On the main args tab, there's a little RESOLUTION box. At 1024x1024, a 12GB 3060 will take probably around 7~ hours or so to train 3k steps. However, there's a little secret - you don't actually need to train XL at 1024x1024. Some datasets can even actually perform slightly better at lower set resolutions for random reasons/conjecture that I'm not going to get into, but that isn't the point. Dropping that resolution from 1024x1024 to 832x832 will reduce training time by more than half(2.5-3~ hours for 3k~ steps on a 12GB 3060). It'll still kick you into shared VRAM but not quite as badly so it's a significant speed increase for, as far as I've found, negligible quality loss(PS: the grid at the start were all lora's set at 832x832 or 768x768). This also speeds up training time on bigger VRAM cards, too. Those with bigger VRAM cards can also increase batch size but you'll probably need to adjust settings yourself to figure out what's optimal.
There's also gradient checkpointing/gradient accumulation but I've personally never bothered with it and don't know much of anything about it but it'll lower VRAM consumption and increase generation time as a result, no idea if or how it degrades the actual lora, though. Again, I haven't bothered with it - I tend to just set shit to run overnight and easyscripts has a convenient ability to queue training scripts to run letting a 12GB 3060 spit out two lora's in 6~ or less hours.

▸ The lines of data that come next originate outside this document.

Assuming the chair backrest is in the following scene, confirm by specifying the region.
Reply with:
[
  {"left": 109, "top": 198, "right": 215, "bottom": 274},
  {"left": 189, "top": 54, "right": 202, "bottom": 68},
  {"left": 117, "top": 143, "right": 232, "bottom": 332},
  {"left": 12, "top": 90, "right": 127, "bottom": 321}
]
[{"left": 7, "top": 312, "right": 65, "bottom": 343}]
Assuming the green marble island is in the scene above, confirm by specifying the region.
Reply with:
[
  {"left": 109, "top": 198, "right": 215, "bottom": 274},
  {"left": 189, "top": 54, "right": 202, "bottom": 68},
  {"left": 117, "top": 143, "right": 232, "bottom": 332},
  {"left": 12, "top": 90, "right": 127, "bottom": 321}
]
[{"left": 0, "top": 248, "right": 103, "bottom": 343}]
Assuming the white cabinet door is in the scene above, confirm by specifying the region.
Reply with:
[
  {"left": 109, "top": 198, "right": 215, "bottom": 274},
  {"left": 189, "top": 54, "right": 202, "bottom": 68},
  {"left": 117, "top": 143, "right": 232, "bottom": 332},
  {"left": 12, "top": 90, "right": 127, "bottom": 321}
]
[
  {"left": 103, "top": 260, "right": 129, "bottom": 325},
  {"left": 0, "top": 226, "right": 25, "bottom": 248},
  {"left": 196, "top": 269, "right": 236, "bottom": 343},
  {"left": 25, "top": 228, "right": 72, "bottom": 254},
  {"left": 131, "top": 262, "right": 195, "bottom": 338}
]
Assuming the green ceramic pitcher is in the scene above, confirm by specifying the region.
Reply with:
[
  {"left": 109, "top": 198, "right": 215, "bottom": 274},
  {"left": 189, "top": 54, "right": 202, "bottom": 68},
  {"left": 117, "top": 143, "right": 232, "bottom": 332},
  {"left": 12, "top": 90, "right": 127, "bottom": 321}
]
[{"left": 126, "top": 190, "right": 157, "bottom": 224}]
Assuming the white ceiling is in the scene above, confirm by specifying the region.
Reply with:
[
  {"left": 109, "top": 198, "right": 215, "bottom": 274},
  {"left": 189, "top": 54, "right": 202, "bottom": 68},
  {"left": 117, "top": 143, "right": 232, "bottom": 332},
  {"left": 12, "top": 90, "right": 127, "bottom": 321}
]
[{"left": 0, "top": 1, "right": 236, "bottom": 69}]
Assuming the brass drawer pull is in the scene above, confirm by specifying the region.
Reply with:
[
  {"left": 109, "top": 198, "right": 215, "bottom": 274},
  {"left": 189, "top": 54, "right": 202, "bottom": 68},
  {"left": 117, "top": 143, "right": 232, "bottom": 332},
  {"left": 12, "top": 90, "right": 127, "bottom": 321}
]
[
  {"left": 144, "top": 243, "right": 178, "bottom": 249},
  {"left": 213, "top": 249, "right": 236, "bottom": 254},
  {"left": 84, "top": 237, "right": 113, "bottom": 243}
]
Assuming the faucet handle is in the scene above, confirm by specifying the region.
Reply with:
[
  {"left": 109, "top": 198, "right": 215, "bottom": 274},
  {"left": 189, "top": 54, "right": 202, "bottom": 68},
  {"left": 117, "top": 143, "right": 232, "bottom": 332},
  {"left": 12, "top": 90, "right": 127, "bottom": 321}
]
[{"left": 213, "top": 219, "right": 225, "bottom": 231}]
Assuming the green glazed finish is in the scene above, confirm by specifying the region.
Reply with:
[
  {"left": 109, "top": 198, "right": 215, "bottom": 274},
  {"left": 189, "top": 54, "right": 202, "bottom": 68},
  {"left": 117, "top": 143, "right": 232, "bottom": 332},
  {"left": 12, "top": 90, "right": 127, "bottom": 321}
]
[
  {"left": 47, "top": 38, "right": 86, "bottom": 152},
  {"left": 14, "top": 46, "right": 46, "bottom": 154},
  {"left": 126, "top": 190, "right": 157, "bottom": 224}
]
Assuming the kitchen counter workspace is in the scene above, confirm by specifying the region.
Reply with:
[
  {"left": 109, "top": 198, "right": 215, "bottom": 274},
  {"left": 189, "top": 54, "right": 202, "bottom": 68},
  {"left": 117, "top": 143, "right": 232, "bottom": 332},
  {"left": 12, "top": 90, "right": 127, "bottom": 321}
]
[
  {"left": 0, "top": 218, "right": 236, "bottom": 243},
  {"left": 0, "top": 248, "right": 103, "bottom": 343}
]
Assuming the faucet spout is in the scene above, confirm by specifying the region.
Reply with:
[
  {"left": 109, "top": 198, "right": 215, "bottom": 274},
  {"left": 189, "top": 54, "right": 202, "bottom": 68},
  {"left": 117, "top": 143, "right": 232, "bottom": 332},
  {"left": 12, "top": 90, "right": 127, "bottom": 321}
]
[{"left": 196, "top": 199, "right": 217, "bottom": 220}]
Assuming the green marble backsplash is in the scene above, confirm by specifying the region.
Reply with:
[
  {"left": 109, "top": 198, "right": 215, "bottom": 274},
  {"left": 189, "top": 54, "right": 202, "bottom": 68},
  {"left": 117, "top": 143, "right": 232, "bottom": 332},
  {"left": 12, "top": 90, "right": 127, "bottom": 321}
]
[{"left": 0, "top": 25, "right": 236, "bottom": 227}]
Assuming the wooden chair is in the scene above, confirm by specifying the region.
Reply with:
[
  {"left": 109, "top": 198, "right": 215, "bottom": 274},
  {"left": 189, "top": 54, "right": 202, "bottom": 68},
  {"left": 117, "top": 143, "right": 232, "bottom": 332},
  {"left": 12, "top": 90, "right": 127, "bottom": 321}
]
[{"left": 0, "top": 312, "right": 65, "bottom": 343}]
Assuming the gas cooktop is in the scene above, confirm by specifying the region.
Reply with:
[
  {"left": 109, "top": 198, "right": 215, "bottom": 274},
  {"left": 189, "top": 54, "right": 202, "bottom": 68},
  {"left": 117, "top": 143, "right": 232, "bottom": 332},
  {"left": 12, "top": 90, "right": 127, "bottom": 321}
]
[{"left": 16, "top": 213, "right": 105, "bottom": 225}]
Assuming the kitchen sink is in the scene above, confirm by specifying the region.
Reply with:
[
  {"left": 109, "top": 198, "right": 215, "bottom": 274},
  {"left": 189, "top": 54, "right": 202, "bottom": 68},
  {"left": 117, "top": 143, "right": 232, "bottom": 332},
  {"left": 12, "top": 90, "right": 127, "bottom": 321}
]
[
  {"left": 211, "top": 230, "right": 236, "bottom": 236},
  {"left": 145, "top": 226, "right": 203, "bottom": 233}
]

Light addendum - Gradient checkpointing by itself seems? To be benine with differences that can be chalked up to non-determinism in training
You can still drop resolution to 832x832 and increase training speed with gradient checkpointing on. A full 1024x1024 train should take around 2-3? hours on a 12GB 3060 while a 832x832 train will take around 70~ minutes or so.
I'll also try to adjust a few things to figure out decent batch sizes for additional speed gains.